きっと“幸せ”という言葉を姉ちゃんは言えないんだ。だから俺は言う。

――姉ちゃん、俺姉ちゃんのこと、忍の事がずっと好きだったんだ。俺が幸せにしたい。

――雅…


返事はどうだろう。

ネックレスを、ピンキーリングを、そっと嵌めてあげるんだ。

きっと誰よりも似合うから。
姉ちゃんを笑顔にさせてあげるのは俺の役目だから。

……俺は姉ちゃんが好きだ。

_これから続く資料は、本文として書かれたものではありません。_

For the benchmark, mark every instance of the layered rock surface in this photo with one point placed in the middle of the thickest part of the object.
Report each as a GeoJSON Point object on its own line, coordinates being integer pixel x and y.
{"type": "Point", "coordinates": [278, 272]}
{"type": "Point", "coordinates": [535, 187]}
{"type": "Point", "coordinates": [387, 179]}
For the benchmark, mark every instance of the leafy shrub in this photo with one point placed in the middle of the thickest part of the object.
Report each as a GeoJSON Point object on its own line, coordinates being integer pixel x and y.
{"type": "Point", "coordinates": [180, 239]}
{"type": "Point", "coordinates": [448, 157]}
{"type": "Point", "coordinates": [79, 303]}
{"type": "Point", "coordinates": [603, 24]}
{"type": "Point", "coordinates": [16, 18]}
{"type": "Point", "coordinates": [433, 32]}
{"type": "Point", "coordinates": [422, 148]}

どうしようもないんだ。誰にも邪魔されたくない。


結城が姉ちゃんに早く飽きますように。赤ちゃんが出来ても堕胎させますように。姉ちゃんの他に女を見つけますように。


…いつか姉ちゃんが帰ってきたら…。

俺の花嫁にして、姉ちゃんは多分 淋しがり屋だから二世帯住宅にするだろう。

ならば結城に与えられた部屋は初めて“ありがたく”思えた。姉ちゃんの代償だとしても。


結城が不幸にした姉ちゃんを俺が幸せにしてみせるから―――


だって初めから姉ちゃんの未来は結城ではなく、俺のものなのだから。